The emulsion of this Formulation Example 3 moisturized the skin, prevented the skin from drying for a long time, and was excellent in the moisturizing effect.

[Formulation Example 4: Hair Nourishing]
(Ingredient) (mass%)
1. Srutianin 1.5
2. Ginkgo biloba extract 0.5
3. Tranexamic acid 1.0
4). Red Scenery Extract of Production Example 2 1.0
5. Glycerin 2.0
6). 6. Purified water remaining amount D-pantothenyl alcohol 0.3
8). Hinokitiol 0.02
9. Cephalanthin 0.001
10. Tocopherol acetate 0.01
11. L-Menthol 0.2
12 Polyoxyethylene hydrogenated castor oil 0.2
13. Ethanol 60
(Production method)
A. Components 1 to 6 are mixed and dissolved.
B. Components 7 to 13 are mixed and dissolved.
C. B was added to A to obtain a hair nourishing agent.

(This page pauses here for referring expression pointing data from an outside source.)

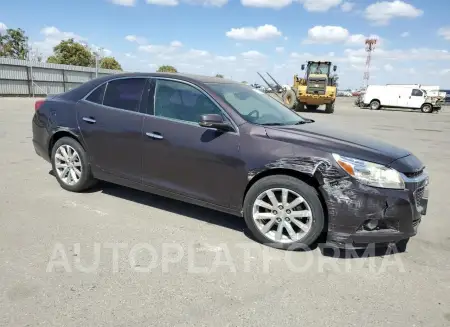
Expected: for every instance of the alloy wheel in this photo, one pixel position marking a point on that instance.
(282, 215)
(68, 164)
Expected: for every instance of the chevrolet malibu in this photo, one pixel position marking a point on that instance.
(226, 146)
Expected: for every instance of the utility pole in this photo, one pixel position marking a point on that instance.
(370, 47)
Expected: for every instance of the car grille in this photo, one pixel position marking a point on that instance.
(316, 86)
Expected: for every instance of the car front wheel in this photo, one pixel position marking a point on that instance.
(284, 212)
(70, 165)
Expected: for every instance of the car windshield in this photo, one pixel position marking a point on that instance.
(255, 106)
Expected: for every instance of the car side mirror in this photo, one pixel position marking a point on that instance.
(215, 121)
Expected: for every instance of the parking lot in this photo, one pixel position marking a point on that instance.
(198, 267)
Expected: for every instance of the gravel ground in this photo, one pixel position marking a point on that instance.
(73, 259)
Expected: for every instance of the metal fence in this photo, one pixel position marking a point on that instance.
(32, 78)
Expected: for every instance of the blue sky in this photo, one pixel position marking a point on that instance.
(237, 38)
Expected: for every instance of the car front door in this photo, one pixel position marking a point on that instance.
(416, 99)
(110, 122)
(183, 157)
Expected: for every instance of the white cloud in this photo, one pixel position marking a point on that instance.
(254, 33)
(176, 44)
(229, 58)
(336, 34)
(381, 13)
(212, 3)
(163, 2)
(126, 3)
(444, 32)
(347, 6)
(319, 5)
(275, 4)
(137, 39)
(388, 68)
(3, 28)
(327, 34)
(52, 37)
(102, 51)
(252, 54)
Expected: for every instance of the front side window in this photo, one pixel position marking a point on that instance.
(124, 93)
(417, 93)
(181, 101)
(255, 106)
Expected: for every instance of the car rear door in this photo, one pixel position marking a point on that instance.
(110, 122)
(181, 156)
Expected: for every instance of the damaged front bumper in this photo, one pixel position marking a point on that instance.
(360, 215)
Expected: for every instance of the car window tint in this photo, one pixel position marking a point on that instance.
(97, 95)
(124, 93)
(181, 101)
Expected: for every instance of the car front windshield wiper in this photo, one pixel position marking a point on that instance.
(305, 121)
(272, 124)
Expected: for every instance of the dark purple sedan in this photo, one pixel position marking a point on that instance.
(227, 146)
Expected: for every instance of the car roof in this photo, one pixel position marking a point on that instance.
(82, 90)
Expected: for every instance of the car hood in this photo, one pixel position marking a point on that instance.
(332, 140)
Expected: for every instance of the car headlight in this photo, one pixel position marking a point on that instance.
(370, 173)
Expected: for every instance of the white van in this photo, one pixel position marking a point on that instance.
(391, 96)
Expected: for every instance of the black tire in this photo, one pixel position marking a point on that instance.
(308, 192)
(375, 105)
(290, 99)
(329, 108)
(427, 108)
(86, 180)
(312, 107)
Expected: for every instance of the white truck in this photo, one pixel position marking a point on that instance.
(432, 90)
(400, 96)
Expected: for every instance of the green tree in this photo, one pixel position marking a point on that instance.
(14, 44)
(70, 52)
(167, 69)
(110, 63)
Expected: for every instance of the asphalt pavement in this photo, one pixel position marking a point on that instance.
(120, 257)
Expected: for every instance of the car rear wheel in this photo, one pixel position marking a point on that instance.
(375, 105)
(284, 212)
(70, 165)
(427, 108)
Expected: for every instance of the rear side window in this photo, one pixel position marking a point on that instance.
(124, 93)
(97, 95)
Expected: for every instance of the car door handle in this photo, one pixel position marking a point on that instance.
(155, 136)
(89, 120)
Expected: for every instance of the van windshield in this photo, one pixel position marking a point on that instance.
(255, 106)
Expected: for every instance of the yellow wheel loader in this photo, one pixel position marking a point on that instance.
(318, 87)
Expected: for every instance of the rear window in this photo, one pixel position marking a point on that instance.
(97, 95)
(124, 93)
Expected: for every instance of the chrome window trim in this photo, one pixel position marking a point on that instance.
(233, 123)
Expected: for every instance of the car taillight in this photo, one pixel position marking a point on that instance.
(38, 104)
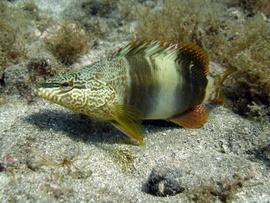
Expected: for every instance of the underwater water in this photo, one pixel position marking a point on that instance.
(50, 153)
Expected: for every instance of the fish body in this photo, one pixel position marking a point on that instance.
(146, 79)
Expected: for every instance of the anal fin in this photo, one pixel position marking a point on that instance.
(194, 118)
(132, 130)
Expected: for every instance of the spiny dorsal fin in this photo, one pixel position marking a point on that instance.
(165, 47)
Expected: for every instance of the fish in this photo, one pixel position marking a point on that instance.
(147, 79)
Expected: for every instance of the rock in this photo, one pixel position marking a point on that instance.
(163, 182)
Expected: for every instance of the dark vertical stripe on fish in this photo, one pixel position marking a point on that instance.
(143, 85)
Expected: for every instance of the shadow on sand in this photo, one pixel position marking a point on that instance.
(83, 128)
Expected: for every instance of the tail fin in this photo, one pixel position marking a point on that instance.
(217, 96)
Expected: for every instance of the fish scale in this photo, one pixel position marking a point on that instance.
(146, 79)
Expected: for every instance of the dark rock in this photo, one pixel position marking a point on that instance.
(163, 182)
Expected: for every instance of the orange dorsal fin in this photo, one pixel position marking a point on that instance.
(194, 118)
(169, 47)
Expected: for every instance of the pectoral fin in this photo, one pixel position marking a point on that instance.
(127, 120)
(194, 118)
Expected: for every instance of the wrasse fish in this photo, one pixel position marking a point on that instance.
(146, 79)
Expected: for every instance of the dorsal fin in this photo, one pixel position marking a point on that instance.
(165, 47)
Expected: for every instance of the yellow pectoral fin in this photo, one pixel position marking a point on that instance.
(194, 118)
(126, 119)
(133, 130)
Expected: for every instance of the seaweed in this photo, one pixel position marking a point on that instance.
(251, 7)
(68, 42)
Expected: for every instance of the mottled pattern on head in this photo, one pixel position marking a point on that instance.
(91, 90)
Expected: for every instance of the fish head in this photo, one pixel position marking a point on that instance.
(66, 89)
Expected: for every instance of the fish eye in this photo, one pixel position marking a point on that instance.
(66, 84)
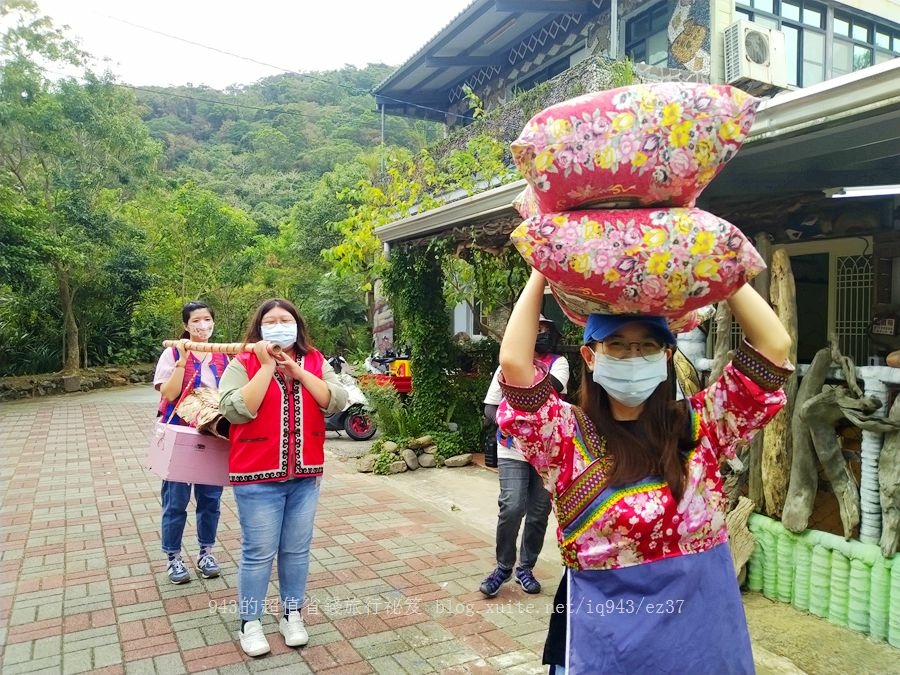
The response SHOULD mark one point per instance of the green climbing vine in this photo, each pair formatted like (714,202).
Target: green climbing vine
(413,283)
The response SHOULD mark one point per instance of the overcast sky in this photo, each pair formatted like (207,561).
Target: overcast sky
(294,34)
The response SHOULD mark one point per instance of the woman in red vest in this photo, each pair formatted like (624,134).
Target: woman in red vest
(277,407)
(177,373)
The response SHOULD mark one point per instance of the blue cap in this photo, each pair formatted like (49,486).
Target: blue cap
(601,326)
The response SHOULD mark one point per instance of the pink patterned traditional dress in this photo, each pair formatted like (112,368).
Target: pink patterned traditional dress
(651,584)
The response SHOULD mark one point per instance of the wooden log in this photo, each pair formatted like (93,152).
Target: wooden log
(763,243)
(754,469)
(889,487)
(848,368)
(821,413)
(777,439)
(804,479)
(230,348)
(740,540)
(722,349)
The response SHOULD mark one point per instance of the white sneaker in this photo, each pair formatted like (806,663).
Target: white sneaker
(294,631)
(253,640)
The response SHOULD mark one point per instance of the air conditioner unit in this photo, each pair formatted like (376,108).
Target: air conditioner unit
(754,57)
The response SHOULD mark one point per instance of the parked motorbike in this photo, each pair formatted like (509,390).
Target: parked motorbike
(355,418)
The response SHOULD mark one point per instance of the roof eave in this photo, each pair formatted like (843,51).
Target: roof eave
(877,87)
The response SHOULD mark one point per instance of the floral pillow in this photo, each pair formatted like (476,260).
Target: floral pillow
(643,145)
(640,261)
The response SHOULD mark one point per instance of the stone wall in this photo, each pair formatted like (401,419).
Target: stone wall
(29,386)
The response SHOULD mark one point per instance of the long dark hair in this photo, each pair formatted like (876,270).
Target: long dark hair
(254,330)
(189,309)
(654,444)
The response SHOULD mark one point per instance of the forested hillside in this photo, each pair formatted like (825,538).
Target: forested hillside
(117,205)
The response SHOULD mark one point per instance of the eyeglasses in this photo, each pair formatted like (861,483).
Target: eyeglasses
(275,322)
(622,349)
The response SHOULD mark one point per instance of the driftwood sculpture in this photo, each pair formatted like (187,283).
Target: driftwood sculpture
(821,413)
(740,540)
(889,486)
(776,446)
(804,481)
(722,349)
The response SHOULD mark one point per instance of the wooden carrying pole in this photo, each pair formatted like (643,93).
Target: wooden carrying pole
(230,348)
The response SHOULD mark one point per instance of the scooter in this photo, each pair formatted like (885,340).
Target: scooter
(354,418)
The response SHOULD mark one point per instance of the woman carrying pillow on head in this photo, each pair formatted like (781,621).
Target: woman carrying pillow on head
(178,371)
(634,480)
(277,405)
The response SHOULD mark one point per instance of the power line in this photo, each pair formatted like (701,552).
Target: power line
(280,111)
(226,52)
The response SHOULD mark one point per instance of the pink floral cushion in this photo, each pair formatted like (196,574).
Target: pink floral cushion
(640,261)
(642,145)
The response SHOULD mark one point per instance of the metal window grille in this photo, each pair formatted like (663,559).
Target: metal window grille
(853,306)
(736,336)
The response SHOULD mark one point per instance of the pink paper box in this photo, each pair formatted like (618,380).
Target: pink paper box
(180,453)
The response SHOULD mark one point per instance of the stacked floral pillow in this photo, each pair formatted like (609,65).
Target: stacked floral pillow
(612,180)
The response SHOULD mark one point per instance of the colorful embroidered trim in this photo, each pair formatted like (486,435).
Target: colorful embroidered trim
(593,515)
(582,491)
(594,444)
(527,399)
(759,369)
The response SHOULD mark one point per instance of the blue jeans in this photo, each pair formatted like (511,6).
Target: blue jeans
(276,519)
(522,495)
(175,498)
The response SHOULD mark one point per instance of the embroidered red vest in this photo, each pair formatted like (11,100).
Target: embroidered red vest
(546,360)
(287,438)
(217,363)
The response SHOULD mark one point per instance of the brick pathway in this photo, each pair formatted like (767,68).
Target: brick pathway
(83,588)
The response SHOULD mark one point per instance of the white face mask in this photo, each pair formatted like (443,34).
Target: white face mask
(282,334)
(202,330)
(630,381)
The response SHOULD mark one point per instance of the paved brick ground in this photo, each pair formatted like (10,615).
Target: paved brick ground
(83,587)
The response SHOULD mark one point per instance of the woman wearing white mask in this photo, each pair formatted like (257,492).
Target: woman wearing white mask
(634,479)
(277,407)
(177,373)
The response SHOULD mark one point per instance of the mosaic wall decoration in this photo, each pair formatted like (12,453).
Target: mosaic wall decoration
(689,36)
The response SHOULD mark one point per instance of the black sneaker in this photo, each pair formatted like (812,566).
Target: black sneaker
(493,581)
(525,578)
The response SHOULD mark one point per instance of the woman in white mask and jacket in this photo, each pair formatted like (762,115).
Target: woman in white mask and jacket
(277,406)
(178,372)
(635,484)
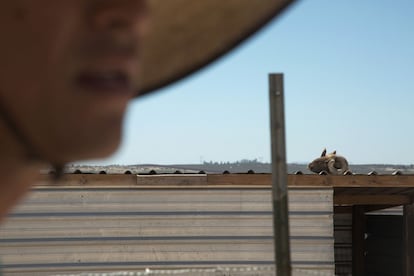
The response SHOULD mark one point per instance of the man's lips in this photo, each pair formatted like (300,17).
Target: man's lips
(116,83)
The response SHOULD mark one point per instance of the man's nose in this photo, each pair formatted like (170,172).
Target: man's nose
(120,15)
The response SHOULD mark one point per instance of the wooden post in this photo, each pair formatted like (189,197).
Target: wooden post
(408,240)
(279,177)
(358,240)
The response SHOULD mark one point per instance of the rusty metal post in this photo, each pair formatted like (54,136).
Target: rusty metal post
(279,176)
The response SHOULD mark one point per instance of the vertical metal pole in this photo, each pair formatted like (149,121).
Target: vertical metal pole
(279,177)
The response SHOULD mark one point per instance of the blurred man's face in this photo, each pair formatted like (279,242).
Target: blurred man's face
(67,71)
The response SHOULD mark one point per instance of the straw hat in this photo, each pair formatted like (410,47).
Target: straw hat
(188,34)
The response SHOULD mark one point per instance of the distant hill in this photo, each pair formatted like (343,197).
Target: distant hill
(235,167)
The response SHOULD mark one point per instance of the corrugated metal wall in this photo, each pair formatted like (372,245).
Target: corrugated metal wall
(67,229)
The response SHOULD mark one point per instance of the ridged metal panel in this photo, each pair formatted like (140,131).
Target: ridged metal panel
(62,230)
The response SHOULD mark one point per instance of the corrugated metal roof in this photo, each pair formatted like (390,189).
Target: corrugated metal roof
(79,229)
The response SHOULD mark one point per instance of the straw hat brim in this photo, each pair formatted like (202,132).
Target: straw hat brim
(186,35)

[Prescription Example 5: Ointment A]
(Compounding ingredients) (mass%)
1. Stearyl alcohol 18.0
2. Owl 20.0
3. Polyoxyethylene (20) monooleate 0.25
4). Glycerin monostearate 0.3
5. Vaseline 40.0
6). 6. Purified water remaining amount Glycerin 10.0
8). Adenosine-1-phosphate 0.5
9. Red Scenery Extract of Production Example 2 1.0
(Production method)
A. 1-5 are mixed uniformly at 70 degreeC.
B. Warm 6-8 to 70 ° C.
C. Add B to A and emulsify.
D. C was cooled and 9 was added to obtain an ointment.

Claims (6)

  A dendritic negative regulator comprising an extract of Rhodiola as an active ingredient.   The dendritic negative control agent according to claim 1, wherein the plant is Sekiji Kagetenten and / or Ohana Kagekeiten.   The dendritic negative control agent according to claim 1 or 2, wherein the plant extract is extracted with water, alcohols, or hydrous alcohols.   The dendritic negative control agent according to any one of claims 1 to 3, wherein the dendritic negative control is melanocyte dendritic negative control.   The dendrite negative control agent according to any one of claims 1 to 4, wherein the dendrite negative control is dendrite formation inhibition, dendrite retraction, or dendrite activation inhibition.   A screening method for a dendrite controlling agent using an extract of a red genus Rhodiola.